Case study · 2026

Django → Go: migrating Repos Energy's identity and order services

Two services · Six months · p99 1.25s → 80ms on identity-auth · Zero downtime during cutover

01 Context

Repos Energy runs fuel and EV charging logistics across distributed physical infrastructure. By the time I joined in January 2026, the Django monolith handling identity, authentication, and order placement had grown to a point where the two services were the primary source of tail latency. Not because Django is slow — it isn't, for most workloads — but because the concurrency model Gunicorn uses (pre-forked workers, one request per worker) meant that any upstream slowness in the database or the auth layer created a queue.

At p99, the identity service was taking 1.25 seconds. The order placement service was slower under load because auth was on its critical path.

The decision to migrate to Go had already been made at the CTO level. My job was to own the execution of both services while the rest of the engineering team continued shipping on the monolith.

02 Diagnosis

The first two weeks were profiling.
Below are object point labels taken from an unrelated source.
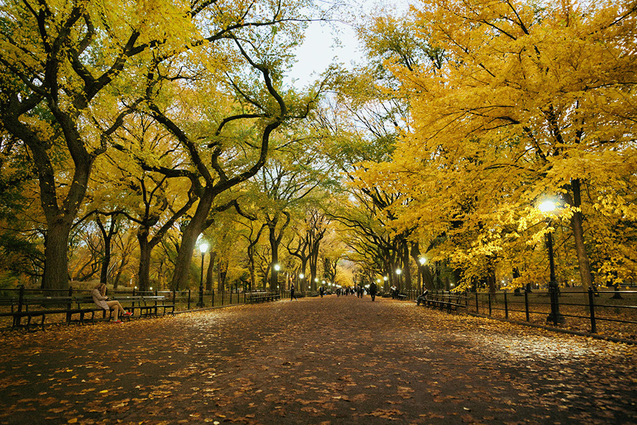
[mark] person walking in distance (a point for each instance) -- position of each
(372, 290)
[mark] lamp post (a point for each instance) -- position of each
(203, 248)
(421, 274)
(276, 269)
(548, 207)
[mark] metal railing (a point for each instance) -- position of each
(610, 313)
(15, 299)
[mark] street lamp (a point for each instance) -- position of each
(421, 274)
(203, 247)
(276, 269)
(547, 207)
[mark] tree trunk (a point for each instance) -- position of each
(56, 268)
(143, 272)
(577, 226)
(189, 240)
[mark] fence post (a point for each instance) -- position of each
(591, 307)
(526, 305)
(506, 307)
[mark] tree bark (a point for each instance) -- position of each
(577, 226)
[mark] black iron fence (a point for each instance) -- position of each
(16, 299)
(608, 313)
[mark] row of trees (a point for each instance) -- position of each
(129, 127)
(511, 103)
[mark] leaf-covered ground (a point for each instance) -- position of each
(315, 361)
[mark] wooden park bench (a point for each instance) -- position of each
(261, 296)
(40, 307)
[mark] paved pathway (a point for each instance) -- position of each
(315, 361)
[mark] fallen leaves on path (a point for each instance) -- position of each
(331, 360)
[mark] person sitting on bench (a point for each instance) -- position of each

Not estimating — profiling.

I ran pprof against the production Django service to capture representative load, then traced what was actually happening per request. The two findings that mattered:

First: goroutine-equivalent worker saturation. Under concurrent load, Gunicorn's worker pool was exhausting before the database was anywhere near its limit. The bottleneck wasn't I/O — it was the process model.

Second: the database connection pool was sized for the monolith, not for the individual services. Every request to the identity service was competing for connections with other service handlers in the same process. Peak simultaneous auth requests during order bursts were regularly hitting the pool ceiling.

These aren't Django problems. They're problems with how the service had grown inside a process boundary designed for something smaller.

03 Decision

Two Go services: identity-login-service and order-placement-service. Independent binaries, independent connection pools, separate deployment units.

The decision that took the most time wasn't the rewrite itself — it was the cutover strategy. Repos couldn't afford downtime on auth. The approach we settled on was a traffic-splitting proxy in front of both services: the Django handler and the new Go handler ran simultaneously, with traffic shifted incrementally. Django remained the source of truth for sessions until Go had validated parity at sufficient traffic percentage.

I wrote the Go services using the standard library plus pgx for Postgres. No framework. The reasoning was that a framework would add abstractions I couldn't profile through — and after the Django diagnosis, I was specifically unwilling to accept opacity at the framework layer.

For async work that had previously lived inside Django signals, we moved to a message queue. This made the async boundary explicit instead of implicit, which simplified the profiling story considerably.

04 Result

After the cutover completed:

80ms

p99 identity-auth (was 1,250ms)

0ms

downtime during cutover

The goroutine count reduction was the number I watched most closely. It was the one that validated the diagnosis — if the issue had been somewhere else, reducing the concurrency model overhead wouldn't have moved it. It moved.

Order placement p99 improved as a downstream consequence of auth latency dropping. I'm less confident attributing all of that improvement to the identity migration because other changes shipped in the same window.

05 Retrospective

What I got wrong: I underestimated how much institutional knowledge lived in the Django service's middleware chain. Two pieces of auth logic had been added as middleware patches over the previous years and weren't documented anywhere except in the middleware order in settings.py. I found one during integration testing and one in production — the second one at 11 PM on the second day of the cutover.

What I'd do differently: before writing any Go, spend a week writing a spec of every behavior the Django service exhibited — not from the codebase, but by reading its tests and then testing against production. Treat the existing service as a black box with a behavior contract, not as a reference implementation.

What surprised me: Go's profiling tooling (pprof, trace) is genuinely better than anything I'd used before for finding the difference between "my code is slow" and "the runtime is doing something I didn't expect." The goroutine leak root cause was visible in a 30-second pprof capture in a way that would have taken me an hour to find by reading code.

The Django monolith continues running the other services. The migration was always a strangler fig, not a rewrite.